Recommendations and Implications

Enlarging the finance opportunities available and available to SMEs should be a primary focus for policy makers. This will foster the development and sustainability of SMEs, in a credit-constrained setting. Further, this should be mainstreamed as a long-term approach to increasing capital structure and investment capacity of the SMEs’, and reducing their continued reliance and susceptibility to the old-style loaning networks. Achieving this would require, broadening the range of financing instruments that SMEs and entrepreneurs access. This will enable them to support novelty, growth, and employment. Financial stability, inclusion and deepening as mutually supporting objectives in the pursuit for sustainable recovery and long-term growth should be considered.  Even though that bank funding will remain vital for the SME sector, varied options for SME funding could support long-term investments and lessen the vulnerability of the sector to fluctuations in the credit market. Additionally, small businesses are mostly unable to deal with interested party oversight necessities. Consequently, the growing anxiety about the lack of business expertise and competences in-addition to low-slung quality of projects (investment) ought to hasten policy consideration of the demand side, including measures such as training and mentoring. Additionally, improving and leveraging SME skills should form part of the strategic vision to supporting SMEs. The limited knowledge, awareness and understanding about the requirements for a successful venture must be over-turned by the government.

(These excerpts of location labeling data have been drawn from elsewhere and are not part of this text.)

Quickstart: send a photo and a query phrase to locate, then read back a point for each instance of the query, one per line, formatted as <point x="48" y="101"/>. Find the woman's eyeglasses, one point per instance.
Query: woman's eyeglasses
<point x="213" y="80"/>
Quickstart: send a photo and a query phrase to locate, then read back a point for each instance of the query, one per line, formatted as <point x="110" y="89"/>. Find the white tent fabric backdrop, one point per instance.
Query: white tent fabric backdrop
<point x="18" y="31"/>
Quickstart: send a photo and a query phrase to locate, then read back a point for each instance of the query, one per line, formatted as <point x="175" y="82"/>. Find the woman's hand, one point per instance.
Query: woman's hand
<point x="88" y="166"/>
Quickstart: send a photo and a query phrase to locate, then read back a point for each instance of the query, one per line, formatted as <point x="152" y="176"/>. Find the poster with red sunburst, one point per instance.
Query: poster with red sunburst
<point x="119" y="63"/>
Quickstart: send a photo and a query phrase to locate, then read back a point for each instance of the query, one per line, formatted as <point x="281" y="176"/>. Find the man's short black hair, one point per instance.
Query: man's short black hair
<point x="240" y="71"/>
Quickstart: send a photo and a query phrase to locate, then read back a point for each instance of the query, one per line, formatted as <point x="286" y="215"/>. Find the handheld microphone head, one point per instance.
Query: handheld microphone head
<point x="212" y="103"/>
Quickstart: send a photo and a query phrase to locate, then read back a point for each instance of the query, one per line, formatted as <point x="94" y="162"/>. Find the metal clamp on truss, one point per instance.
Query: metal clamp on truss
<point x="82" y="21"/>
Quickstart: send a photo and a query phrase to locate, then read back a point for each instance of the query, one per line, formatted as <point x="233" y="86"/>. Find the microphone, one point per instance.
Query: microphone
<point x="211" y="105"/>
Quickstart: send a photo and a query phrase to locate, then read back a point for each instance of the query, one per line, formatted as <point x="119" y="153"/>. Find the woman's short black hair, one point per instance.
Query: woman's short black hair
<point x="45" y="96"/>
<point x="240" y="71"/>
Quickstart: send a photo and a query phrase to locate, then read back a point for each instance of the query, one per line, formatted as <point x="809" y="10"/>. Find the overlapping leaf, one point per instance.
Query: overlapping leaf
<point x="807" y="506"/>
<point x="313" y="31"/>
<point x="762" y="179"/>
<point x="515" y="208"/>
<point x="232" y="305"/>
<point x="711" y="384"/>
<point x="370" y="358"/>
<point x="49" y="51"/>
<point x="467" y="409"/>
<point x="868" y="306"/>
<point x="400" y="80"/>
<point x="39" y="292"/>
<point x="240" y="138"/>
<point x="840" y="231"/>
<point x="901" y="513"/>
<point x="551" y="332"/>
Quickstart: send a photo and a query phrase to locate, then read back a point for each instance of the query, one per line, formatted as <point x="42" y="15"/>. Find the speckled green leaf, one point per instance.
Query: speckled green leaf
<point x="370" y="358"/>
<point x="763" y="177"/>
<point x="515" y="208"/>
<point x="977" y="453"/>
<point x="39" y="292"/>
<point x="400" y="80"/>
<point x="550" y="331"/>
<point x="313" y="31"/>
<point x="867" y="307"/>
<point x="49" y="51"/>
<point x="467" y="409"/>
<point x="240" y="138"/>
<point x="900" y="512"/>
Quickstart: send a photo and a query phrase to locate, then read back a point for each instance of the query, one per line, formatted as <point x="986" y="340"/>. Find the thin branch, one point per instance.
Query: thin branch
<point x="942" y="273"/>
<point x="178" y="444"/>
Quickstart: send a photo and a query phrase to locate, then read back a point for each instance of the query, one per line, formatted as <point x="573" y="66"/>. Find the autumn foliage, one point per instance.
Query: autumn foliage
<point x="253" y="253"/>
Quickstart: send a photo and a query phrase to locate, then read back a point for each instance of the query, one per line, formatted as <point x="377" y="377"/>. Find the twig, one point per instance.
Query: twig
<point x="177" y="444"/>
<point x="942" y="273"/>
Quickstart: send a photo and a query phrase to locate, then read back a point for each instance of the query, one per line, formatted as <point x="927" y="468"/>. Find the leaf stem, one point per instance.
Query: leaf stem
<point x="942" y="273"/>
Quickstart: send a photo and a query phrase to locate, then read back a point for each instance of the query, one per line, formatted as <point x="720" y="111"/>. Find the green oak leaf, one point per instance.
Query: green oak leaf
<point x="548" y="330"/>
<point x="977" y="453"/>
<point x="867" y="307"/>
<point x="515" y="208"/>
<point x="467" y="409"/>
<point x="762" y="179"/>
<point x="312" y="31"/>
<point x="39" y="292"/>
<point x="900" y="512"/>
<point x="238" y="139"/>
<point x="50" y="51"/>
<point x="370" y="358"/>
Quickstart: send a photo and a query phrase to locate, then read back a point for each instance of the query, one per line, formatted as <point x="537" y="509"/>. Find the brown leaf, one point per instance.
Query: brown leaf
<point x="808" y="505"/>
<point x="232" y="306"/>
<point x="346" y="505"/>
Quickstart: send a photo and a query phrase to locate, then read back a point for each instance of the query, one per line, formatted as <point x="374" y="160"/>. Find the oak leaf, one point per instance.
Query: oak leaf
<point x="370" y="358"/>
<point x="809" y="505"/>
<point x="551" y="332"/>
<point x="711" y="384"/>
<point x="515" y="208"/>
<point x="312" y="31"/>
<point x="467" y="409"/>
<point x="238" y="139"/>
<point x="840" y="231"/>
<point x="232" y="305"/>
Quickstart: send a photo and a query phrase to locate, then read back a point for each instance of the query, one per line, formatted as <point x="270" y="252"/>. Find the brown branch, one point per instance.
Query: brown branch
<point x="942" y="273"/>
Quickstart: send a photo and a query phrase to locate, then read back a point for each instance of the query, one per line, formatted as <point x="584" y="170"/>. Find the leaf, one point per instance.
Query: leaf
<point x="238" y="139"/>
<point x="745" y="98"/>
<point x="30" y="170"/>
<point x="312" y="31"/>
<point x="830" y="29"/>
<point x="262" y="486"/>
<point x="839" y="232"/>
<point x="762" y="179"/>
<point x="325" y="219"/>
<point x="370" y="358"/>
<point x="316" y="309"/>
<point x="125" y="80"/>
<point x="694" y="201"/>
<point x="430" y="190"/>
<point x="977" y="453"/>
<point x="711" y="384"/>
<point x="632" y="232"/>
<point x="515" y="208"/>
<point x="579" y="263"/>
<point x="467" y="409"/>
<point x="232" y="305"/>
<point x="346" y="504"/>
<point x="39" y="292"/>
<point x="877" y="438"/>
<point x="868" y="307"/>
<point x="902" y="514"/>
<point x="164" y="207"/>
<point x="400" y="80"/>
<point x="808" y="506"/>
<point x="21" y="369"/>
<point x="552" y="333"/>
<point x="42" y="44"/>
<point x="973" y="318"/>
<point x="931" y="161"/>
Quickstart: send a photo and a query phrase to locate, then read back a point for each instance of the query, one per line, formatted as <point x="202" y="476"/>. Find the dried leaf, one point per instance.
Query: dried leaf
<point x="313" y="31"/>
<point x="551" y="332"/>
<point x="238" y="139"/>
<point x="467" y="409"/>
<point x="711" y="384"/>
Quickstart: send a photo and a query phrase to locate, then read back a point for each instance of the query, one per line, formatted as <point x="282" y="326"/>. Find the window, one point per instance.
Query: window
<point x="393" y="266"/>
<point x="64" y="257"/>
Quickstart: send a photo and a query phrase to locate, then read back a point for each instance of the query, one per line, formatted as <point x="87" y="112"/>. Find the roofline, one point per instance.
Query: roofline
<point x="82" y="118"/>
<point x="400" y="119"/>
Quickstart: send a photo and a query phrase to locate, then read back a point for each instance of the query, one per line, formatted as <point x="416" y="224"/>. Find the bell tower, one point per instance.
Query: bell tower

This is not a subject of knowledge increase only, but then, it sustains SMEs in framing an enduring technique to business funding. This infers an understanding of how different mechanisms can serve diverse funding needs at explicit phases of the business. It is also imperative to add more SME investment projects and increase the worth of start-up business plans and, specifically for the growth of the riskier segment of the market.

Acknowledgement

A Grant from the University of Mpumalanga (UMP) provided funding support for Research. The authors wish to thank anonymous reviewers from that made useful contributions to the study.

Conflict of Interest

The authors declare no conflict of interest.